# Vape King Northcliff - Points system now in place!



## SlinX (11/2/15)

Hey all! 

So here is some good news for all our Northcliff customers... 
We have decided to implement a loyalty based points system!

From now on customers with an account with will get: 
5% back (in points) on ALL devices. 
2% back (in points) on ALL juices and coils.

So come on through and create an account and get your points rolling!
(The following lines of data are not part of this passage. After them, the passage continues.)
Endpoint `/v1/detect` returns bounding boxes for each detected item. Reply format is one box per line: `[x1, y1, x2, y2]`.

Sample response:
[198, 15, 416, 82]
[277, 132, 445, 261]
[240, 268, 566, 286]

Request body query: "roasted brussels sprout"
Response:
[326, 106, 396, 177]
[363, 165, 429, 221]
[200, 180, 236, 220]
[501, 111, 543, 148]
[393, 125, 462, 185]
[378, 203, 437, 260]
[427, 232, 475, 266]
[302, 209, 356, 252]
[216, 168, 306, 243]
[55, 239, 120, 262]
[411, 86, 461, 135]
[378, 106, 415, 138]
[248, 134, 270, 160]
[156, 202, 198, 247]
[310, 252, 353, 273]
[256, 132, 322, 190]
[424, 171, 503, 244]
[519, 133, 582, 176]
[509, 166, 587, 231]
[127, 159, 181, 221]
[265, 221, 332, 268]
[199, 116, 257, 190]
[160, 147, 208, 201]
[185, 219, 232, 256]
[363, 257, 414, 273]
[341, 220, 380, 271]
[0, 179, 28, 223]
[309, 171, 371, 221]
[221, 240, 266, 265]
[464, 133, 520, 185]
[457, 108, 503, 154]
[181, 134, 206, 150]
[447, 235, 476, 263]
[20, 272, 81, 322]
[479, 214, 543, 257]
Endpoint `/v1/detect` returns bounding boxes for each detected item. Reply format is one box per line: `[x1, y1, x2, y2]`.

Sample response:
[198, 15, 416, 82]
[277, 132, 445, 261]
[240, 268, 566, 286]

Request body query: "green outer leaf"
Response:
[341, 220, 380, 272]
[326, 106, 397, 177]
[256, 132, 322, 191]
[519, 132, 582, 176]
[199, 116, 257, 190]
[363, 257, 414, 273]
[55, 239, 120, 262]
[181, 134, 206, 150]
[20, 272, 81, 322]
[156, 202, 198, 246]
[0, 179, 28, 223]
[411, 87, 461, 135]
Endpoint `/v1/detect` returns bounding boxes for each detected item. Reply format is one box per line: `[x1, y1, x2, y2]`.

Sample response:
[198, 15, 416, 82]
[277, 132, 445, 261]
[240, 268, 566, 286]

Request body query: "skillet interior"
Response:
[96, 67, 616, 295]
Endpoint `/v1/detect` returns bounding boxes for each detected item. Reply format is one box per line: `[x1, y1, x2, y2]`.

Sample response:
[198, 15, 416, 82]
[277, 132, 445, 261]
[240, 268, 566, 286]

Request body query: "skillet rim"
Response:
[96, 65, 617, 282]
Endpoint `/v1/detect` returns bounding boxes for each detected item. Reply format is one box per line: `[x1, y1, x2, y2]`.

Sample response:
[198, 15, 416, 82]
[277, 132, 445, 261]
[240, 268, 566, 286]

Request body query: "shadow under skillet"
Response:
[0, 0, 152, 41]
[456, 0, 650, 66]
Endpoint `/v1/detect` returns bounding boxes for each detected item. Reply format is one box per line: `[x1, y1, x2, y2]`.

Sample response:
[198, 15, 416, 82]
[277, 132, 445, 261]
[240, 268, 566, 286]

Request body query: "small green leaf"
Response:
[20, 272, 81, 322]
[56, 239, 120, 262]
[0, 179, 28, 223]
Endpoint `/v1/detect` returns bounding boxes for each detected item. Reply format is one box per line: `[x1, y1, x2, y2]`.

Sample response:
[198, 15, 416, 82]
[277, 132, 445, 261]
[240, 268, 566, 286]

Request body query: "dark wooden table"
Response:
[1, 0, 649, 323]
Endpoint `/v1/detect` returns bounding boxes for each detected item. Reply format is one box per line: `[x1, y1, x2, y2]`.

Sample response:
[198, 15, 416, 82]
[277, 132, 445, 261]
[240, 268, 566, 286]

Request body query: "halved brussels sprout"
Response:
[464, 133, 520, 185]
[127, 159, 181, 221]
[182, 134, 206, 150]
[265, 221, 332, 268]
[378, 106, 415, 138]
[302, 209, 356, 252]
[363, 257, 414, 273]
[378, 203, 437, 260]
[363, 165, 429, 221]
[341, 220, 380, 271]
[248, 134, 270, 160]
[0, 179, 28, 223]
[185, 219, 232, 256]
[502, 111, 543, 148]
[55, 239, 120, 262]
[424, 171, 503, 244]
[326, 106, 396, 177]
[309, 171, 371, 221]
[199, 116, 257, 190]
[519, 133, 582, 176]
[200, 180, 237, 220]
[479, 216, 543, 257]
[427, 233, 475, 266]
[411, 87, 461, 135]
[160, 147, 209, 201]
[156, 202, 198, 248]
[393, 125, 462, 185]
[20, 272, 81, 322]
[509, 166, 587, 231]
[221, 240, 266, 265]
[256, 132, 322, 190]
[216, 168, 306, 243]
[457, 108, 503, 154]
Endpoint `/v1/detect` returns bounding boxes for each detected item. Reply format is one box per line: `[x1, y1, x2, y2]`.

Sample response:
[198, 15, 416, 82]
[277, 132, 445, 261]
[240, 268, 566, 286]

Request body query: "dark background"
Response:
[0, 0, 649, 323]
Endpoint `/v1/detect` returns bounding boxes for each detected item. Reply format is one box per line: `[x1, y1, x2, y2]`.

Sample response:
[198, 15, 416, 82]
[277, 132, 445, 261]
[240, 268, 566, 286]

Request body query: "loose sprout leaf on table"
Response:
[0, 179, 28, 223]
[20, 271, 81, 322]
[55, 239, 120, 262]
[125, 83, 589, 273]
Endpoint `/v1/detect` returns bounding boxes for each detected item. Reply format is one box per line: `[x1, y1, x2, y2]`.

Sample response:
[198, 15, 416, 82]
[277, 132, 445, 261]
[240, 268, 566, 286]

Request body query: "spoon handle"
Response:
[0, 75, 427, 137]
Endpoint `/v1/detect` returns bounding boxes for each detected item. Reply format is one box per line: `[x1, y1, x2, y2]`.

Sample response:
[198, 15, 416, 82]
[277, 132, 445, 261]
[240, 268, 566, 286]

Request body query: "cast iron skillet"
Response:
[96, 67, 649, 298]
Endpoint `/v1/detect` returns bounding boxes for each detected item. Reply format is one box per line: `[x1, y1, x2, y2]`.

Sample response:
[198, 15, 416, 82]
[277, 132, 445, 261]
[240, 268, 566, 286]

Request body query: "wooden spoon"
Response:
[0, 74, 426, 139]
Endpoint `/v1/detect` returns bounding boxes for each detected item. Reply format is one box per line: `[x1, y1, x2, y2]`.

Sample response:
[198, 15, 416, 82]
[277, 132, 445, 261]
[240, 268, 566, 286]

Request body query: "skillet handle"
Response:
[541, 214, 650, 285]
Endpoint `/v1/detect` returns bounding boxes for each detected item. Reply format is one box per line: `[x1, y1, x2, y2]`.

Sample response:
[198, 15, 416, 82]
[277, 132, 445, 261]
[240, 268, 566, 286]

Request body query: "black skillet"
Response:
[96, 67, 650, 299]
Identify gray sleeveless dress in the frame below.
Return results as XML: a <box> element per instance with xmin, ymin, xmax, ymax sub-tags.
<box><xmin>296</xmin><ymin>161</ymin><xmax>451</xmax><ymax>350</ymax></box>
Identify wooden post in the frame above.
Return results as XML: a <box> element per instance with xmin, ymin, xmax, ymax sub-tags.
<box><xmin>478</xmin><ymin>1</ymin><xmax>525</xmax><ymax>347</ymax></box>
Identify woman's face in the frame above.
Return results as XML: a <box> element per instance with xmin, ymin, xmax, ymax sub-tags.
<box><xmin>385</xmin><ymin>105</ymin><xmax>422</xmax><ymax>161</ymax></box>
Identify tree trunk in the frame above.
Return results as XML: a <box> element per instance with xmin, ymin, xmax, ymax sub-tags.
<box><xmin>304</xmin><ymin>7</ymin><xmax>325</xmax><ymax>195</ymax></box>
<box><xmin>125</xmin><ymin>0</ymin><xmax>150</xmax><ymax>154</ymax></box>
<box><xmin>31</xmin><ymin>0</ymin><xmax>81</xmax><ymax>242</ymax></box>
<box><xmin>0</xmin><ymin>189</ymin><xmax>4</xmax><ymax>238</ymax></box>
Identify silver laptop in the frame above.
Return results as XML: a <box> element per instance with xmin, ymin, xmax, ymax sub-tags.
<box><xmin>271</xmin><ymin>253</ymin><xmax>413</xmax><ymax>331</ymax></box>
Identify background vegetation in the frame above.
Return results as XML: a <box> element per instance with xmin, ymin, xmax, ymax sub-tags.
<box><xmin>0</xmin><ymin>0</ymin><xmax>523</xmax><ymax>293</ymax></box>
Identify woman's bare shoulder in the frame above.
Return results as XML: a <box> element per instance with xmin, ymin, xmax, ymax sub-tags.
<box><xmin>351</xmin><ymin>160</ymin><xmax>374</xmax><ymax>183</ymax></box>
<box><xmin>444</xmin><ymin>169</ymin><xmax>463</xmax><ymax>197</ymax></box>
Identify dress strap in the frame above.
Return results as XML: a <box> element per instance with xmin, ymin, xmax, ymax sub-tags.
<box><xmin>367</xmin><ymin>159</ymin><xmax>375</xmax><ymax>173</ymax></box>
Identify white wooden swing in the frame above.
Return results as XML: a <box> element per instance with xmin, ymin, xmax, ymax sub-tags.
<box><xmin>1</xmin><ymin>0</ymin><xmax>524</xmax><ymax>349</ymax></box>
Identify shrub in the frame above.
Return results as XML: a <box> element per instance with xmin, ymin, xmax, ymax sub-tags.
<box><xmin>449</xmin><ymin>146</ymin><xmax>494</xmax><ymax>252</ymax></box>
Please note that points earned at this branch can only be used at this branch and points earned at other branches may not be used here. 

On another note we have got new stock! 
- Hurrican Vapes 
- Bombies
- Vape Elixir 
- Love Potion no.9 
- iStick 30w 
- Cloupor Mini 
- Subtank Mini 

Along with all the other awesome stuff you have come to know and love! 

See you all soon and once again thanks so much for the support shown to Vape King Northcliff!

Reactions: Winner 2


----------



## Rafique (11/2/15)

Northcliff Vape King said:


> Hey all!
> 
> So here is some good news for all our Northcliff customers...
> We have decided to implement a loyalty based points system!
> ...




Dammit I just bought the subtank mini yesterday from you


----------



## SlinX (11/2/15)

Rafique said:


> Dammit I just bought the subtank mini yesterday from you



Sorry about that, but from now on any other items you buy from us will have a certain points value


----------